Aufschwung für Autobranche: Handelskriegspause belebt europäische Aktienmärkte
Der Handelskonflikt zwischen den USA und China erlebt eine willkommene Abkühlung, die den europäischen Börsen deutliche Kursgewinne beschert hat — insbesondere den Autoaktien. Nach Verhandlungen in Genf kündigten beide Länder eine signifikante Reduzierung der gegenseitigen Zölle an. Die US-Abgaben auf Importgüter aus China werden von 145 auf 30 Prozent gesenkt, während die chinesischen Zölle auf US-Waren von 125 auf 10 Prozent fallen. Diese Änderung ist jedoch auf einen Zeitraum von 90 Tagen begrenzt, wie aus einer gemeinsamen Erklärung hervorgeht.
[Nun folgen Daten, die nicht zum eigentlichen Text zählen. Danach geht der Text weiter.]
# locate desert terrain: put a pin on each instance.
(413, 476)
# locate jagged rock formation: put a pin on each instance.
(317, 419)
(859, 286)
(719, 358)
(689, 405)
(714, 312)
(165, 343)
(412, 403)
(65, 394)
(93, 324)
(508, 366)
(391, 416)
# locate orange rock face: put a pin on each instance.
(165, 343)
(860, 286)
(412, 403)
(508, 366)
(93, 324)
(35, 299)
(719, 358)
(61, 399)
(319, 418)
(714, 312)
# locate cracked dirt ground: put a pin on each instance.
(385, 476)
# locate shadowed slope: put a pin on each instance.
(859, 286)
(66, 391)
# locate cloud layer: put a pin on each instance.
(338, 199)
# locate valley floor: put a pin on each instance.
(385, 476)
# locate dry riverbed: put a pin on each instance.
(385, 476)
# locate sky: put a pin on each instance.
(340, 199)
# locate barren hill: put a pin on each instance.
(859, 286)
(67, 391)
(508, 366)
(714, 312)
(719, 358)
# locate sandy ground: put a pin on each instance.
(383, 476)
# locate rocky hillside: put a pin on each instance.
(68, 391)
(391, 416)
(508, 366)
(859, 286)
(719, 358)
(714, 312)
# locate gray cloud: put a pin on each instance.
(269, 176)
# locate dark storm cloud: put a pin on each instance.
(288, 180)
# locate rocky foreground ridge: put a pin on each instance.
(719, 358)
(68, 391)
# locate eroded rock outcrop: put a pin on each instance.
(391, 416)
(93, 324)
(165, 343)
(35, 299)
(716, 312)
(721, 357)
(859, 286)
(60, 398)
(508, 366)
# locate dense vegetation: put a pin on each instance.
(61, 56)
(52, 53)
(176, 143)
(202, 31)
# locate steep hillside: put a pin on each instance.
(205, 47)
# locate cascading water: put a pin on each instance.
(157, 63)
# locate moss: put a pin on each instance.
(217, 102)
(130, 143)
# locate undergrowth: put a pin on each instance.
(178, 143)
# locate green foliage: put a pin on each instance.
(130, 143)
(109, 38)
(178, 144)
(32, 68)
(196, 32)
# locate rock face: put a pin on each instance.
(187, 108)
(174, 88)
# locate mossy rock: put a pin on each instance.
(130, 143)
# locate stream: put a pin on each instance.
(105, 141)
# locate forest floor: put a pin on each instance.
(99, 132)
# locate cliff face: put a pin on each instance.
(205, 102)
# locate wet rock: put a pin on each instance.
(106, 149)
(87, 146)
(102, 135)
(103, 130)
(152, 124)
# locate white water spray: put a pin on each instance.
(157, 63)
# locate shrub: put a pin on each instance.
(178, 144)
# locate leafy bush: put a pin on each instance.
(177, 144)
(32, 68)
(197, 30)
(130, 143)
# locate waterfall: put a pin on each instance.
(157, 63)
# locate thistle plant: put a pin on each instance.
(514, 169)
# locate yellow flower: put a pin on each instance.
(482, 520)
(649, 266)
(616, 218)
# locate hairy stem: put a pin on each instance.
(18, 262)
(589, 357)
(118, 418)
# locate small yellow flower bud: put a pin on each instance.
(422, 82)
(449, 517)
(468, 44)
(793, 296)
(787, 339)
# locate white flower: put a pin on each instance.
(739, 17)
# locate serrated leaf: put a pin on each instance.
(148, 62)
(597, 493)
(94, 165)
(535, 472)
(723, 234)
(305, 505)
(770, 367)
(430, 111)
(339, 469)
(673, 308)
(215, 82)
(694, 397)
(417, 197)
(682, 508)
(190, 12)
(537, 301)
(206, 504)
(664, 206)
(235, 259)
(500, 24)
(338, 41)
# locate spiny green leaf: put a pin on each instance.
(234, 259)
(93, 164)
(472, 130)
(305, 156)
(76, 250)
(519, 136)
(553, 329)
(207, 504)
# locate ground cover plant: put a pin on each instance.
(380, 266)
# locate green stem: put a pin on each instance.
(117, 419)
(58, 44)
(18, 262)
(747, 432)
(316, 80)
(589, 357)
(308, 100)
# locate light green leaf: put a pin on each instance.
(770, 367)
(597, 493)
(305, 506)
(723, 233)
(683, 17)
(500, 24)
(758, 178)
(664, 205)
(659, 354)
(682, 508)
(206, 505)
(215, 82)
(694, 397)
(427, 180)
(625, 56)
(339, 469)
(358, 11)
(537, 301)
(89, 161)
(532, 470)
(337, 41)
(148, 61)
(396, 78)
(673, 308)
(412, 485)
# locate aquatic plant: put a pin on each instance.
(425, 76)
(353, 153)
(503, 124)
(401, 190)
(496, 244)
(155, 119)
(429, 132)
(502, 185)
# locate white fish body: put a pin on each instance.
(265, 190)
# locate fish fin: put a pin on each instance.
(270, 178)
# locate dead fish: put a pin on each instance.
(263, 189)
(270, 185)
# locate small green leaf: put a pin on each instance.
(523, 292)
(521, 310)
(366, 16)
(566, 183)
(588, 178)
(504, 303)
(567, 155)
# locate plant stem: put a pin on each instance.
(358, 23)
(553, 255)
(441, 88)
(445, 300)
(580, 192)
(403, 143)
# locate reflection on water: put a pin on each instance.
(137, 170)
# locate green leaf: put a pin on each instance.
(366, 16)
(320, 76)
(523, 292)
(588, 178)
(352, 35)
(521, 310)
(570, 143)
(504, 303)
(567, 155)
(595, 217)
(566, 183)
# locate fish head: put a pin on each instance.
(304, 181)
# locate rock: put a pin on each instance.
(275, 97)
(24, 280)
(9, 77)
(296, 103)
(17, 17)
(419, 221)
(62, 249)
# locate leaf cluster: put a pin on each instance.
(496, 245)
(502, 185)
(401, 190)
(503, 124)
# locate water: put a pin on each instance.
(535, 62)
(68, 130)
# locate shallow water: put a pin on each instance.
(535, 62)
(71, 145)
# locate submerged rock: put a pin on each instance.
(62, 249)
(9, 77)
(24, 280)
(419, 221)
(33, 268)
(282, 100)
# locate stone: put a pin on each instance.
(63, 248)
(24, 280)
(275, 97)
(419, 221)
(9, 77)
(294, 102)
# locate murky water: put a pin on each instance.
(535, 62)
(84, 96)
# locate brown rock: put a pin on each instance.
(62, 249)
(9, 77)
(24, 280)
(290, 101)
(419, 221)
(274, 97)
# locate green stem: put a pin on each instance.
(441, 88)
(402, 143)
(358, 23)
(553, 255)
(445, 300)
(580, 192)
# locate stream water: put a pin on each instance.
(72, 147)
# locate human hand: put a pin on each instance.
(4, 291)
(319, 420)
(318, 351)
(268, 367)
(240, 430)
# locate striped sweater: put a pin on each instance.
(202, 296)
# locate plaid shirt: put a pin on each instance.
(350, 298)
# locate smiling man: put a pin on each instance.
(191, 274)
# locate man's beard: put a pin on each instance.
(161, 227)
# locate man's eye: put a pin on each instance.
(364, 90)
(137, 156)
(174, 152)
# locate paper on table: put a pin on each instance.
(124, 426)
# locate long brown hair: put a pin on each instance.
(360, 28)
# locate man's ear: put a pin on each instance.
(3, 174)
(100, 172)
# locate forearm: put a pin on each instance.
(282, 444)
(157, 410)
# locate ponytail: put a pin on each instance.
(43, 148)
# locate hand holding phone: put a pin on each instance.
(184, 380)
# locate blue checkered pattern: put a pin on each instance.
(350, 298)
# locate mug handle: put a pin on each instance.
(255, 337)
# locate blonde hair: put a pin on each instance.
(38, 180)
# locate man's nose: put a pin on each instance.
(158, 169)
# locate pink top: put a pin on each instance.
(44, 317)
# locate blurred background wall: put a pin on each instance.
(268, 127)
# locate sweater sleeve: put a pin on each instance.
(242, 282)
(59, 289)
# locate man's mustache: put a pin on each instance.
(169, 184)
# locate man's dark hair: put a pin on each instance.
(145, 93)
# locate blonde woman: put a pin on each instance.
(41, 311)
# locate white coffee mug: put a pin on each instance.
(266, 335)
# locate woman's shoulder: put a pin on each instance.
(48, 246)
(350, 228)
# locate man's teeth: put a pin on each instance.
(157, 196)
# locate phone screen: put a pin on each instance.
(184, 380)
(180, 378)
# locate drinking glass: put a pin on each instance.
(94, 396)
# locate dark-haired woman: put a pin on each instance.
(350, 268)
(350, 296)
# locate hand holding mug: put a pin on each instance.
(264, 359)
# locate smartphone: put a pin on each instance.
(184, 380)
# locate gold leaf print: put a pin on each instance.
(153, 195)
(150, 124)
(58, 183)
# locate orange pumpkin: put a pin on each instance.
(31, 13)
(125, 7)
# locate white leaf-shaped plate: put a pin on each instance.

Der europäische Autobranchenindex erzielte am Mittag einen Anstieg von 3,6 Prozent. Damit notiert der Index wieder über der wichtigen 200-Tage-Linie, nachdem er zuvor Verluste von 25 Prozent hatte hinnehmen müssen. Der Börsenaufschwung folgt auf die von US-Präsident Donald Trump verhängten Zölle im April, die eine Woche später für europäische Güter vorübergehend ausgesetzt wurden. Deutschland profitierte nun von der Deeskalation im Handelsstreit zwischen den USA und China.
Im Dax verzeichneten Autohersteller wie Mercedes-Benz, BMW, Porsche AG und Volkswagen (VW) Kurssteigerungen von bis zu 5,3 Prozent. Noch deutlicher stieg Daimler Truck an, dessen Aktienkurs um 6,2 Prozent zulegte. Auch Traton, ein Konkurrent im MDax, zeigte mit einem Plus von 4,1 Prozent eine positive Entwicklung. Der Autohersteller Stellantis erzielte in der Eurozone mit einem Gewinn von 6,6 Prozent bemerkenswerte Kurszuwächse, während Renault um 2,1 Prozent im französischen CAC 40 zulegte.
Der deutsche Automobilsektor kann aufatmen, kommentiert Ferdinand Dudenhöffer vom CAR-Autoinstitut in Bochum. Besonders BMW und Mercedes, die SUVs in den USA produzieren und nach China exportieren, profitieren von dieser Entspannung. Analysten spekulieren nun, ob Japan der nächste Schwerpunkt der US-Verhandlungen wird, da japanische Exporte ebenfalls unter hohen US-Zöllen leiden. Mit starken US-Investitionen und Produktionsstätten könnte Japan gut in kommenden Verhandlungen positioniert sein.